Neal Opening Statement at Hearing on the Future of U.S.-Taiwan Trade
(As prepared for delivery)
Congress has been given the exclusive authority to regulate foreign commerce by the U.S. Constitution. This constitutional power is unique and only held by the legislative branch.
It is this Committee, as the chief trade policy authors in the House, that has led on these issues for centuries. And when considering what’s to come, that responsibility begins here, with us.
Turning to the topic before us, this hearing symbolizes our interest in a deeper trade relationship with Taiwan. There’s strong bipartisan support in Congress – in both the House and the Senate – for deepening ties. Formalizing these efforts to build more durable ties will have benefits for both the United States and Taiwan.
The people of Taiwan have built a robust and thriving democracy. In fact, Taiwan is a beacon of democracy in Asia. Recently, they’ve faced incredible pressure from their authoritarian neighbor, China. In the face of this aggression, along with Russia’s unprovoked war in Ukraine, this committee stands with the people of Taiwan. As my colleagues and I recently said on the floor of the House when we passed legislation to address Russia’s aggression, we unequivocally stand with our democratic partners.
Now, it’s time to extend the same support to Taiwan. One way to do so is by enhancing our economic engagement.
Taiwan’s vibrant democracy and its high-level of development allows us to aim high. As we will hear today, there are labor challenges but also opportunities to address those concerns, set new standards, and build on the incredible success of USMCA. We start this process with our eyes wide open.

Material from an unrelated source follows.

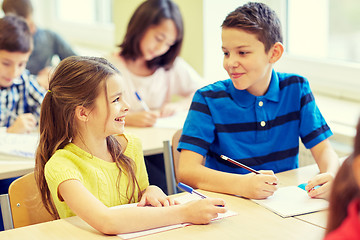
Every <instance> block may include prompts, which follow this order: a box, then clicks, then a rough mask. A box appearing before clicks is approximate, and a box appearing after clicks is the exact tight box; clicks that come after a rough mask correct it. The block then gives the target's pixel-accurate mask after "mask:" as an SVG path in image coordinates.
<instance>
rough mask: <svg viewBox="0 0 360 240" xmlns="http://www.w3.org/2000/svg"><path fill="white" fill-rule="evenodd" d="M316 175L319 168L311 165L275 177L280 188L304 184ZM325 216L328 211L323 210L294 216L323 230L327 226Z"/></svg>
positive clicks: (313, 165) (281, 174) (325, 210)
mask: <svg viewBox="0 0 360 240" xmlns="http://www.w3.org/2000/svg"><path fill="white" fill-rule="evenodd" d="M317 174H319V168H318V166H317V165H316V164H312V165H309V166H305V167H301V168H298V169H294V170H291V171H286V172H282V173H278V174H276V176H277V177H278V178H279V181H280V187H284V186H290V185H299V184H301V183H305V182H307V181H308V180H309V179H310V178H312V177H313V176H315V175H317ZM327 216H328V211H327V210H324V211H320V212H315V213H310V214H304V215H300V216H296V217H295V218H296V219H299V220H302V221H305V222H308V223H310V224H313V225H315V226H318V227H321V228H323V229H325V228H326V224H327Z"/></svg>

Increased trade activity must also be paired with increases in worker and environmental protections while holding both corporations and governments accountable.
Regardless of the geopolitical and geostrategic imperative, any final agreement with Taiwan will ultimately be judged by this standard.
The path forward is bright, and I’m confident an agreement can be reached. I believe that the United States is ready to step up to the plate to deliver for Taiwan, the American people, and democracies across the world.
This hearing is a key aspect of U.S. engagement. As I mentioned at the top, U.S. trade policy starts with the Ways and Means Committee. I believe that this bipartisan hearing will start to build a public record on the future of U.S.-Taiwan trade that will lead to a deeper economic relationship with one of our most important partners.
With that, I will recognize the Ranking Member, Mr. Brady, for an opening statement.